Members of The Culture lived indefinitely in comfort and safety and were enabled to engage in any possible activity or indulge in any possible pleasure that did not threaten the whole.
In a world where anything is possible, does anything matter? What could members of The Culture do that would give their lives meaning or provide a plot for a readable novel?
In Banks’ novels, they engage in diplomacy, espionage and war withe the goal of bringing other sentient beings, human and non-human, into The Culture.
He wrote novels on this theme, which can be enjoyed as action-adventure stories or as portraits of a utopia (or is it a dystopia). I read a few of them. I thought the best was the first, Consider Phlebas (1987). It was enjoyable both as an action-adventure yarn and also as an SF utopia—or is it a dystopia?
He also wrote non-SF novels as plain Iain Banks. I never got around to reading them until recently, when I picked up a copy of his crime novel Complicity (1993).
The viewpoint character in Complicity is a Scottish newspaper writer named Cameron Colby, who writes a series of exposes of rich and powerful people, based on tips from an anonymous source.
They include an arms merchant, a pornographer, a judge, a corrupt newspaper publisher and an businessman whose negligence killed a thousand people in an industrial accident overseas.
Colby had written that the world would be better off without such people, and a serial killer apparently took him at his word.
The evildoers in high places are killed off one by one in appropriate ways. The negligent businessman is killed in an explosion. The corrupt publisher is literally “spiked” [1]. The pornographer is killed in a sexually degrading way. And so on.
The murders are described in the second person [2] in such an involving way and in such detail that they almost like seem like manuals of instruction. I almost feel like these chapters should come with a warning that these parts of the novel are for entertainment purposes only and the reader should not try this at home.
Colby is a weak character, addicted to tobacco, alcohol, cocaine, computer games and kinky sex with a married woman.
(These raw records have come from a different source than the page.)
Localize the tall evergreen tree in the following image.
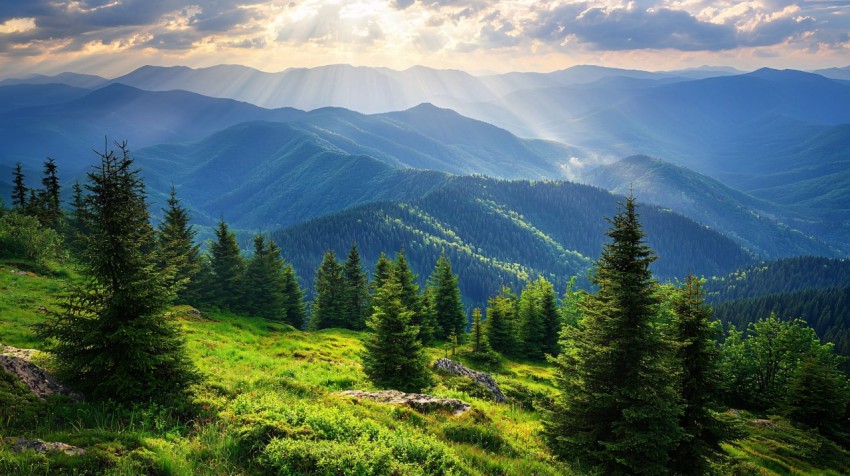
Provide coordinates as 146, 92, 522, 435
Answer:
369, 252, 393, 295
39, 157, 62, 231
40, 143, 197, 402
428, 252, 467, 339
486, 286, 517, 355
672, 275, 722, 474
470, 307, 491, 353
342, 243, 371, 329
283, 264, 307, 329
363, 280, 431, 392
206, 219, 245, 310
311, 250, 346, 329
390, 249, 435, 342
12, 162, 28, 211
518, 277, 561, 360
242, 234, 287, 321
544, 197, 682, 474
157, 186, 201, 303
As the murders proceed, he himself becomes a suspect.
He tries to trap the killer and instead himself becomes the killer’s prisoner. Instead of killing him, the killer tries to justify himself.
You agree that Nazi criminals tried at Nuremberg deserved to die? the killer asks. You agree these criminals have done more harm than any individual murderer? You agree they are never going to be brought to justice by legal means, least of all by your journalism?
Well, then? What have I done wrong?
The killer spares Colby and gives him a chance to turn him in before he makes his getaway.
Complicity is gruesome and sordid. I don’t recommend it to fans of Agatha Christie or Dorothy Sayers. But it is compelling and I kept reading to find out what happened next.
∞
[1] “Spiked” is an old newspaper expression for a news article withheld from publication.
[2] I am the first person, you are the second person, he or she is the third person.